Flush or F%@#ed: Pineapple Burgers at the High and Low End
We know it sucks. In May, the U.S. Department of Labor reckoned the jobless rate in the S.F.-Oakland-Fremont area at 9.7 percent -- call it a leading indicator of all those steak-frites and dirty martinis not being consumed in local restaurants, either by those of us recently hustled out by security (with desk swag hastily tossed into a banker's box), or those of us scared spitless we'll be next. To help, we thought we'd offer a high-low guide to some of our favorite dishes in the city: a relatively pricey version for when you're flush, and a lower-cost option for when you're f%@#ed.
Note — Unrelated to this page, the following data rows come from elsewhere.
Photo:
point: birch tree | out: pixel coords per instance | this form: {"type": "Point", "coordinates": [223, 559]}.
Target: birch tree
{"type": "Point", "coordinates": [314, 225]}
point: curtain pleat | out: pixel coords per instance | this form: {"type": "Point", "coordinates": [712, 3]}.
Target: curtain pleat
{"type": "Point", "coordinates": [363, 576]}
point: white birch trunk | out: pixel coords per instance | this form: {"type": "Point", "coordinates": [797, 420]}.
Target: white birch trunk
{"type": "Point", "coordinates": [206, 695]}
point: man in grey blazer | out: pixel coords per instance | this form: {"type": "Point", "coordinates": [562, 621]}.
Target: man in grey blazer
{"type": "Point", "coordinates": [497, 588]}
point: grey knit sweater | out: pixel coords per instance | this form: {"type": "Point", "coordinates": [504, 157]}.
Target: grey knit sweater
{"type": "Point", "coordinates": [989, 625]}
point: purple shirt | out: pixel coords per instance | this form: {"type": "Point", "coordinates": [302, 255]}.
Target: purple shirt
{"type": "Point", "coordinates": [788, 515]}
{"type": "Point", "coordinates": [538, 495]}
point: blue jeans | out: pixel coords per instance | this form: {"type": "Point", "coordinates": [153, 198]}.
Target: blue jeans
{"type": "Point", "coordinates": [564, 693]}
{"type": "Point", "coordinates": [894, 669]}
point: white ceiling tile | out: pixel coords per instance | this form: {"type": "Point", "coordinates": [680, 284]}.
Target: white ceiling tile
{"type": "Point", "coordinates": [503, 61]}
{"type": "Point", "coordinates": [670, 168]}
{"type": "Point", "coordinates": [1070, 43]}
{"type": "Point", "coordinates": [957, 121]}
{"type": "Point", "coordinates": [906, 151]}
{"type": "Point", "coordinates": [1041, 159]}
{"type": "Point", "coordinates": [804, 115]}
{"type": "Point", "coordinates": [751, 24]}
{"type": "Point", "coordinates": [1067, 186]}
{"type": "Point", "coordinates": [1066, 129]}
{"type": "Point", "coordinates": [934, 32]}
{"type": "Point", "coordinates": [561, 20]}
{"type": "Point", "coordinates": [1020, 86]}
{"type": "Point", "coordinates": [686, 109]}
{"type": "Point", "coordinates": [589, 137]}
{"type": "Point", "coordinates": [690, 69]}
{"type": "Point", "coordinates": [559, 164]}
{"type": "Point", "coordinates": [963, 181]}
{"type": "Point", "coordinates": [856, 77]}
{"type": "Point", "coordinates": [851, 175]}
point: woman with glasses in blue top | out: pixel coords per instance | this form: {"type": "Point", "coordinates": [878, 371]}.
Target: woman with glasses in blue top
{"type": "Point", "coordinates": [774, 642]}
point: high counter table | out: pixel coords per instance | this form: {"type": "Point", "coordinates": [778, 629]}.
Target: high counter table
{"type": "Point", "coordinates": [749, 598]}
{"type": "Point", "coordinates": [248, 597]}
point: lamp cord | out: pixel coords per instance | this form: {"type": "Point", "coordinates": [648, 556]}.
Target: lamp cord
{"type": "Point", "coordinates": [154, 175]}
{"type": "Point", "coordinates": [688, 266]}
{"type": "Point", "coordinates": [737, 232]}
We picked a budget simulacrum that, if you strolled into an EDD office munching one, wouldn't cause some petty bureaucrat to look over her glasses at you. Except maybe with envy. First up? A pineapple burger smackdown.
Tiny South serves up Aussie and New Zealand flavors designed by Sydney super chef Luke Mangan. His burger offers a big taste of Ozzie-size deliciousness, starting with high-grade beef from pedigree cows raised Down Under. It's a plush, loosely packed patty, topped with gooey Crescenza cheese, pineapple (pickled with white wine and vinegar, sugar, curry, chiles, and herbs), and a leafy mix of mâche and cilantro. Comes with salty, crisp-on-the-outside, fluffy-on-the-inside steak fries. Nice.